Friday, March 11, 2016

COFFEE WITH SISTER VASSA





"By the rivers of Babylon--there we sat down and there we wept when we remembered Zion.  On the willows there we hung up our harps.  For there our captors asked us for songs, and our tormentors asked for mirth, saying, 'Sing us one of the songs of Zion?' How could we sing the Lord's song in a foreign land?  If I forget you, O Jerusalem, let my right hand wither!'" (Ps 136/137:1-5)

This Psalm, which expresses the sadness of the Jewish people in exile after the Babylonian conquest of Jerusalem in 607 BC, is sung at Byzantine matins on the three Sundays preceding Lent.  It prepares us for the voluntary "exile" of Lent, during which we focus in a special way on the sadness and yearning of humanity after Adam's "exile" from paradise, and before the coming of The Awaited One, Jesus Christ.  On the weekdays of Lent, for example, we "abstain" from celebrating the joyous service of Divine Liturgy, and thus "hang up our harps" for most of the week.
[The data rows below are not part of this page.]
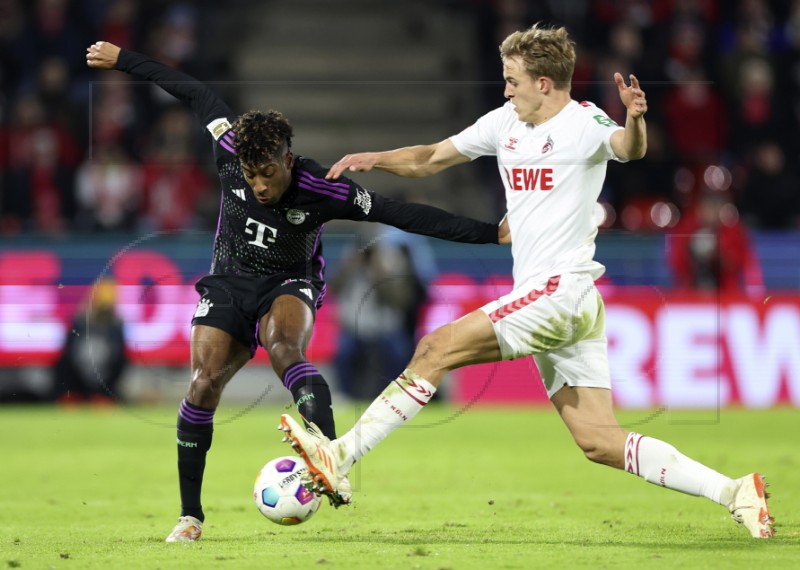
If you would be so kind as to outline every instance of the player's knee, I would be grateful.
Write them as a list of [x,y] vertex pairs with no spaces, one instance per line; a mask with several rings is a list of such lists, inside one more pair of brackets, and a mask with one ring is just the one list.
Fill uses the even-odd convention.
[[305,360],[303,350],[298,344],[283,339],[269,342],[266,349],[272,368],[279,377],[295,362]]
[[423,336],[414,351],[414,358],[441,362],[447,349],[445,339],[441,337],[439,331],[433,331]]
[[201,408],[214,409],[219,404],[224,387],[224,382],[218,377],[199,371],[192,376],[192,381],[189,383],[189,403]]
[[619,450],[614,449],[610,442],[599,437],[587,437],[577,440],[583,455],[593,463],[601,465],[616,465]]

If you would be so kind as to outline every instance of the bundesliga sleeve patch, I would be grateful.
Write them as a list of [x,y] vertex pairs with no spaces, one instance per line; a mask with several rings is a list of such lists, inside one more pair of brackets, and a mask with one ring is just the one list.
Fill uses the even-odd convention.
[[359,188],[356,191],[355,204],[364,211],[364,214],[369,214],[372,209],[372,198],[369,197],[369,193],[366,190]]
[[211,133],[211,136],[214,137],[215,141],[219,140],[219,137],[224,135],[227,131],[231,129],[231,124],[228,122],[228,119],[214,119],[206,126],[208,131]]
Today let me not hesitate to recognize my human sadness, my yearning to "come home" to my Father's land of perfect harmony, peace, and unity.  Let me not slip into self-contentment and imagined self-sufficiency, which is the kiss of death to spiritual growth and thirst.  Today let me "remember" the heavenly Jerusalem, from which I distance myself, again and again, admits my responsibilities and relationships.  I need not cover this up in "songs" and "mirth", as I prepare for Lent, but rather take some time to "sit down," to "weep," and to "remember Zion."